Folhablu | Bancários cobram proposta com aumento real e respeito aos empregos


Bancários cobram proposta com aumento real e respeito aos empregos

Publicado em: 2018-08-16 16:46:11

Nesta sexta-feira, dia 17, o Comando Nacional dos Bancários volta à mesa de negociação com a federação dos bancos (Fenaban) esperando proposta decente para ser apresentada aos trabalhadores. É a sétima rodada da Campanha Nacional Unificada 2018.

 

Na última negociação, no dia 7, os bancos apresentaram proposta que previa somente reposição da inflação, medida pelo INPC, para salários, pisos e demais verbas, como PLR, VA, VR e auxílio-creche/babá, sem aumento real.

 

“Os bancários deixaram claro, em assembleias realizadas em todo o Brasil no dia 8, que não vão aceitar proposta sem aumento real. Não admitem nenhum direito a menos e isso se aplica também aos acordos específicos dos bancos públicos”, afirma Juvandia Moreira, presidente da Confederação Nacional dos Trabalhadores do Ramo Financeiro (Contraf-Cut), uma das coordenadoras do comando.

 

“Os negociadores dos bancos afirmam querer resolver a campanha na mesa de negociação, mas até agora não trouxeram respostas a reivindicações fundamentais para a categoria, como manutenção dos empregos e a não adoção das novas formas de contratação previstas na lei trabalhista do pós-golpe, que precariza as relações de trabalho”, critica Juvandia.

 

“É decepcionante ver como os bancos regateiam com os direitos dos seus empregados, os principais responsáveis pelos excelentes resultados do setor”, afirma a dirigente. “O lucro dos cinco maiores que compõem a mesa de negociação (BB, Caixa, Itaú, Bradesco e Santander) cresceu quase 34% em 2017. Como podem pensar em não pagar aumento real aos trabalhadores?

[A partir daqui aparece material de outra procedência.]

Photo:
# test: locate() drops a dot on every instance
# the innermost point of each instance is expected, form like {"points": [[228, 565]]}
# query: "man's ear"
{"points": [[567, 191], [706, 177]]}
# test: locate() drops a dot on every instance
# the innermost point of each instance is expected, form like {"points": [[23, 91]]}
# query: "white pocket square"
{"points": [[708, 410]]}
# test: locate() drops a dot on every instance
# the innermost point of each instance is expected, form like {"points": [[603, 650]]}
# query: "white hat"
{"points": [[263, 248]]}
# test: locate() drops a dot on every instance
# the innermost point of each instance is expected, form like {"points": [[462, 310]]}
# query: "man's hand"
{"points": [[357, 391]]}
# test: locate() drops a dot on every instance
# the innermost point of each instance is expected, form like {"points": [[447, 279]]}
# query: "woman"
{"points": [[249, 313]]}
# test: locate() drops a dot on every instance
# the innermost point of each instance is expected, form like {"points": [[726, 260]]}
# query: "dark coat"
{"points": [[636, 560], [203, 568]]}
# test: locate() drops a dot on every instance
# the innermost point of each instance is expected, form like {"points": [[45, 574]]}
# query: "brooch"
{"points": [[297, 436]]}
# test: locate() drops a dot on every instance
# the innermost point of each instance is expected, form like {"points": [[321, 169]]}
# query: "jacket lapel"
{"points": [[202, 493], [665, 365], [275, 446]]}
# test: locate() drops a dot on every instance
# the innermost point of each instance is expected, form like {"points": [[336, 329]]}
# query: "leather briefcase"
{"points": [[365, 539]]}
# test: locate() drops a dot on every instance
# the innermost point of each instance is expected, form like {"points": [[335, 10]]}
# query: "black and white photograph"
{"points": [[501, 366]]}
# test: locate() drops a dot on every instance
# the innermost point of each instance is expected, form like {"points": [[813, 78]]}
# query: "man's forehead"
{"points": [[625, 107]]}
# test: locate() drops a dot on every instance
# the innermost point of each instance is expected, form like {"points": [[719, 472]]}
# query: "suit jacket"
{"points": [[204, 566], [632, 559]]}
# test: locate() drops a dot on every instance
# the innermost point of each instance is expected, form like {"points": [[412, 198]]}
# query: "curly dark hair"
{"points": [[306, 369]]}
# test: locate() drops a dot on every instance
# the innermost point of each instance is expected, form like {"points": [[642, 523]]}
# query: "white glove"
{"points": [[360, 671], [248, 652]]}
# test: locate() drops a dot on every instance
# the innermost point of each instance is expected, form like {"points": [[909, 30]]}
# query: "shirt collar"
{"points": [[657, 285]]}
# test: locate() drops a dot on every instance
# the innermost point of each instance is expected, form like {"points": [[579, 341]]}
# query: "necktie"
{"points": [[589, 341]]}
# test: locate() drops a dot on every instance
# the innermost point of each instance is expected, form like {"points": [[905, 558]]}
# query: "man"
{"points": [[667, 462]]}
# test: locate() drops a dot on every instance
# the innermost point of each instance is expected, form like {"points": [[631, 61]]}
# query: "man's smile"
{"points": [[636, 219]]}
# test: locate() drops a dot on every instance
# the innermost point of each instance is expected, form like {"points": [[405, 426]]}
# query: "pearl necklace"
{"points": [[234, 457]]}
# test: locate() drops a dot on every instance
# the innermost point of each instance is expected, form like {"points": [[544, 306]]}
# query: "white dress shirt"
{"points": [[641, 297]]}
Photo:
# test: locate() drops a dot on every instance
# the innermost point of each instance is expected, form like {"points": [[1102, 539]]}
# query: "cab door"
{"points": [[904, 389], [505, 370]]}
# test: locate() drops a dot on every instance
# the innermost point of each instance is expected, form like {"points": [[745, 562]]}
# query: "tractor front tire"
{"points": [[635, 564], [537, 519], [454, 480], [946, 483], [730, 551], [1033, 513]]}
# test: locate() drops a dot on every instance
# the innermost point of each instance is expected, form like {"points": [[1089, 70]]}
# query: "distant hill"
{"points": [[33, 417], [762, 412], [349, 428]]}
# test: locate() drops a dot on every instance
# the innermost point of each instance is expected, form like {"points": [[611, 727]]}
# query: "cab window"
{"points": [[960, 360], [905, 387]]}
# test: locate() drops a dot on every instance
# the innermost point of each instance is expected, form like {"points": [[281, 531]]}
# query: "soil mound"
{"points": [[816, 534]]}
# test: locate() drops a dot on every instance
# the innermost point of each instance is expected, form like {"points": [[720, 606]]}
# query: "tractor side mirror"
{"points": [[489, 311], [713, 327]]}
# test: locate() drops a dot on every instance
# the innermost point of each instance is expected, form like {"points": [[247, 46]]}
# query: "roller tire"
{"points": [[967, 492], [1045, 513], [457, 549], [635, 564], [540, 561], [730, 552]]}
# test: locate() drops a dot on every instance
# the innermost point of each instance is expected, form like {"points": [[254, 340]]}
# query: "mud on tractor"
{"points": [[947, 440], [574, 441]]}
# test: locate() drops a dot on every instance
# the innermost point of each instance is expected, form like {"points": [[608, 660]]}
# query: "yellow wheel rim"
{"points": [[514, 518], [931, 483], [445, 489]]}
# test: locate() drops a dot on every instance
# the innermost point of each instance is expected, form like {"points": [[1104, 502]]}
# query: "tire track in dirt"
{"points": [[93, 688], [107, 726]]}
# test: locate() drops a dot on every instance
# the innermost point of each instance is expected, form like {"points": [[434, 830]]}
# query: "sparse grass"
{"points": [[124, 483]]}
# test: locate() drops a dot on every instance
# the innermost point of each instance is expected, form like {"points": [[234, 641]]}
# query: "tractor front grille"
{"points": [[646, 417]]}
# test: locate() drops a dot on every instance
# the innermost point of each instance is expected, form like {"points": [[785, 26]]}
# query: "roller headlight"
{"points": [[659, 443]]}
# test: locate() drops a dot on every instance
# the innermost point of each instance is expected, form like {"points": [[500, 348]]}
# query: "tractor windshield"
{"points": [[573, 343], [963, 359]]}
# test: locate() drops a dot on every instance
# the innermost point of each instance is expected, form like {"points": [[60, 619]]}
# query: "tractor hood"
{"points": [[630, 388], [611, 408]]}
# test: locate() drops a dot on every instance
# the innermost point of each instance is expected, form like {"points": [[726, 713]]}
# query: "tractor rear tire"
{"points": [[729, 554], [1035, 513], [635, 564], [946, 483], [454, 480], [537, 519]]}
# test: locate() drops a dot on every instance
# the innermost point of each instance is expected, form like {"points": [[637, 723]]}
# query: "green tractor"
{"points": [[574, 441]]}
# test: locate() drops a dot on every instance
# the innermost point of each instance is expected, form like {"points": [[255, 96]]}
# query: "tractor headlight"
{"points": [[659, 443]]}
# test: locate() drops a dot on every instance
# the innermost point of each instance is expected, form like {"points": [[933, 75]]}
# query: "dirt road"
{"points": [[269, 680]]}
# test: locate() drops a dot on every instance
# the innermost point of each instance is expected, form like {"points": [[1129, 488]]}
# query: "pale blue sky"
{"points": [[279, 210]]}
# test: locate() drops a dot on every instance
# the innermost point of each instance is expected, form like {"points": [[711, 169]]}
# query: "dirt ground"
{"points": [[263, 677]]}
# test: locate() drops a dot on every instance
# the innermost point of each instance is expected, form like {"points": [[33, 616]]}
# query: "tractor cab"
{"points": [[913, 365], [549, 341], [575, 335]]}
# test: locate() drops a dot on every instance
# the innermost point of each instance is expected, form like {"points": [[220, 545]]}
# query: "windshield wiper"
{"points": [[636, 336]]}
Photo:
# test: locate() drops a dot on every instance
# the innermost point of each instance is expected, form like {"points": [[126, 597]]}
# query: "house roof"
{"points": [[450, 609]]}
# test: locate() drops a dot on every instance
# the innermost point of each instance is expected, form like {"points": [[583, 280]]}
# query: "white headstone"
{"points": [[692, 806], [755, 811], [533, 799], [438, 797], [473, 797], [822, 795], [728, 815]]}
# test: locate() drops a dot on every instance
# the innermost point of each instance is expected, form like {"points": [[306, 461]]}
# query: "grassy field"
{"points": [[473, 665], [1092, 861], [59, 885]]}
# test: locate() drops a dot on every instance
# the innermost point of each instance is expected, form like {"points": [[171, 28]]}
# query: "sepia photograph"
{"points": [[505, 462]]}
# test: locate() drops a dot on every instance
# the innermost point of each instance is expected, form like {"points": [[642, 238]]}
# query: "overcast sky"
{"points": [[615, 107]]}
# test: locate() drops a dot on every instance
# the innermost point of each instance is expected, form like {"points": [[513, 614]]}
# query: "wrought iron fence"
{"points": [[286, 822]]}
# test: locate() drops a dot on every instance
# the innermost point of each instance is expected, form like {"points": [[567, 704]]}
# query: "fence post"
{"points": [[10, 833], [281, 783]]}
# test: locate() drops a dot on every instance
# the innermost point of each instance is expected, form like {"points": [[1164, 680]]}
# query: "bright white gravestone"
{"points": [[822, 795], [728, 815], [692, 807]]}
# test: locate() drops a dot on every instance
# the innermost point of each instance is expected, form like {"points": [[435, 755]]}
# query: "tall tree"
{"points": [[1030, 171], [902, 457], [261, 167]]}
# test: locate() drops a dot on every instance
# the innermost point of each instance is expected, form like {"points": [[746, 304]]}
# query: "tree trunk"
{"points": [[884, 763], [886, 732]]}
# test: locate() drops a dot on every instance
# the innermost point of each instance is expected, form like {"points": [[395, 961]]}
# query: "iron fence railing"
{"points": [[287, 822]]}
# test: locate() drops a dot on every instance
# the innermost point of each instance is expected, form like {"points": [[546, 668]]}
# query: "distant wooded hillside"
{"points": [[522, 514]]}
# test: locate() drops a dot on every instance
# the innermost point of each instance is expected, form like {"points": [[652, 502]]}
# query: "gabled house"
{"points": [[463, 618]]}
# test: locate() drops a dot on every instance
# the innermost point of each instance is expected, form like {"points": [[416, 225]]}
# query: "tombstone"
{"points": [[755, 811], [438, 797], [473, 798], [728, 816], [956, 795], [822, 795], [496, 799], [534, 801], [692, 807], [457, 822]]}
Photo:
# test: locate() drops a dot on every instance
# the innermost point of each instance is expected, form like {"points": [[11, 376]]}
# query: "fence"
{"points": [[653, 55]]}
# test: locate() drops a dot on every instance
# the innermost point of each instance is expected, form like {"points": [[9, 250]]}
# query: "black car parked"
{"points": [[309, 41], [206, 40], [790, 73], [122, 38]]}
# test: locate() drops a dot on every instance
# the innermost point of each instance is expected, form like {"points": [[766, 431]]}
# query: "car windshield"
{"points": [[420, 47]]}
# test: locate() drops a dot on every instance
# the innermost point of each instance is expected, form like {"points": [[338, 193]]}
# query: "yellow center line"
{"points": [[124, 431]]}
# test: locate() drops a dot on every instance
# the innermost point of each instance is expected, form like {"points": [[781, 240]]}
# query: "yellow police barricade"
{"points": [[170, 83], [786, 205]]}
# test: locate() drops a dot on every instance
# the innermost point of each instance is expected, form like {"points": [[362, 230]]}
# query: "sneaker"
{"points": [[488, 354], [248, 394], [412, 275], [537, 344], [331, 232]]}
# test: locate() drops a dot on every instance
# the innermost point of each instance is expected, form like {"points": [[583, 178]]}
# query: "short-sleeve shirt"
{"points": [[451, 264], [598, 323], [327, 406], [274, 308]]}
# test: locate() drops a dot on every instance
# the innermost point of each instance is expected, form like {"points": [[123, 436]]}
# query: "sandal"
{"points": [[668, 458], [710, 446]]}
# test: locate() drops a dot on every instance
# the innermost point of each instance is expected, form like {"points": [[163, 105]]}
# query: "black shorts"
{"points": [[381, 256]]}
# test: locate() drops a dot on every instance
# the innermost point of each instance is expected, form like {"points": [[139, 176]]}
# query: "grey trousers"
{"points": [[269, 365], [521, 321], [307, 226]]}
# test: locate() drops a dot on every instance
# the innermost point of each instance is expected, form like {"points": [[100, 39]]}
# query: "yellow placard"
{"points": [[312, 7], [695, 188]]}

E as demandas de saúde, de emprego, a manutenção dos direitos? Queremos compromisso assinado na Convenção Coletiva de Trabalho de que os bancários não serão trocados por terceirizados, intermitentes, temporários, PJs”, ressalta a presidenta da Contraf-Cut.

 

O lucro líquido dos cinco maiores somou R$ 77,4 bilhões em 2017. Isso significa 33,5% a mais que no ano anterior. E em 2018 não será diferente: no primeiro trimestre já lucraram R$ 20,6 bilhões, 20,4% a mais que no mesmo período de 2017.

 

Um setor que ganha tanto não tem razão para demitir ou rebaixar salários, mas é exatamente isso que os bancos estão fazendo. Desde 2016, mais de 40 mil empregos bancários foram extintos no setor. Os contratados ganham menos: no primeiro semestre de 2018 a diferença de remuneração entre os admitidos e desligados foi de 36%. Dessa maneira, a massa salarial do setor em 2017 caiu 2% em relação ao que era em 2012.

 

Os bancários são uma das poucas categorias no país que possui Convenção Coletiva de Trabalho (CCT) com validade nacional. Os direitos conquistados têm legitimidade em todo o país. São cerca de 485 mil bancários no Brasil.